Unfortunately, you failed on first install. I wrote a lovely post in Shakespearean English on NYC’s first ever murder/shooting/stabbing free day, and you ate it. Not only that, but whenever I try to do anything in the program, such as write a new post or view the HTML code, you pop up with thirty straight “attribute tag missing” error messages.
Is it Windows 7 64 bit that is causing conniptions? Possibly. I tried running you in Windows XP compatibility mode, but that didn’t fix the problem.
It also appears that development on your platform stopped in 2007 when you went open source.

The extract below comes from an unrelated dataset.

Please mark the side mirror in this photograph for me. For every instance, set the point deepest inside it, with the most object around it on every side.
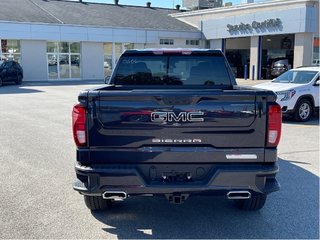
(106, 79)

I have mixed feelings about you so far. You have the amazing Microsoft spell check built in. However, I seem to be having issues using bold type and other stylistic choices. You also did this weird quotation thing to start. Yes, readers, I am writing this stream-of-consciousness in Live Writer now, as I need to test this for work to see if it will suffice.
So far, so good. Let’s try a picture.
I like you. I really do. Oddly enough, I can’t seem to turn off bold text, but I think that might be an issue with my blog’s format. The code is bold tag free, so this really could work as a BlogDesk replacement at my workplace. I might even start using this for my personal blogs, if the image upload feature works as nicely as it has so far.
The final question is how you handle bulleted lists. We often do a “Related Resources” section at the bottom of a post with three or four links to other helpful content. Let’s give it a shot here.
- Consult me for absolutely nothing (WillieP)
- I still don’t like Senator Leland Yee’s Bullet Button Ban (WillieP)
EDIT: Dear God, it all worked! This must be why the Windows Live Writer platform put all of the others out to pasture. I have found my new workplace replacement. YESSIR!
EDIT EDIT: So yeah, apparently Live Writer has a remote image hosting feature that uses FTP. Though that could come in handy for many people, note that most of the free image hosting services (like Flickr!, Photobucket, Picassa, et al) don’t allow FTP unless you pay for a pro account. No es bueno.